柏木を巻き込み、もっともらしい理由を並べて淀みなく反論を展開する百瀬。目の前で殺人事件が起きているというのに俺たちは一体何の話をしているんだと、今日だけですでに何度目かの頭を抱えたい気持ちになった。
『で?』
ゴホゴホと遠くで重苦しい咳の音が聞こえてきたあと、百瀬は事件の話題に切り替えた。
『ホテルの見取り図は?』
「あぁ、ちょっと待って」
俺は柏木が手にしていた見取り図を写真に撮って百瀬に送った。絵がうまいと自称していたとおり、柏木の作成したものは簡略ながらも綺麗にまとめられていてとても見やすい。意外な才能があったものだとつい感心してしまった。
『へぇ、よくできてるじゃねぇか』
七階の客室フロアだけでなく、話に出てきた一階のロビーや大浴場までの道筋など、柏木は事件解決に必要と思われる細かいところまでよく拾った図を作っていた。百瀬に褒められ、「おれが描いた!」と柏木は誇らしげに主張する。
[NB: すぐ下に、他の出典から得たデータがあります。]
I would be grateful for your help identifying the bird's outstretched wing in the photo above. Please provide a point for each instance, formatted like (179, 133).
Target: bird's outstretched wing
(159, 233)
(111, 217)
事件の起きた719号室は、廊下の突き当たりから数えて三部屋目。その隣、突き当たりから二部屋目が美和さんたちの泊まっている女子部屋・718号室。そして一番奥――別の一般客が泊まっているのか空き部屋なのかわからない717号室の廊下を挟んだ向かい側にある716号室が、中井・柏木の泊まっている部屋だった。ちなみに俺の723号室は719号室から見ると、エレベーター方面に向かって四部屋先だ。もっともエレベーターに近い部屋は725号室で、俺のクラスメイトが泊まっている。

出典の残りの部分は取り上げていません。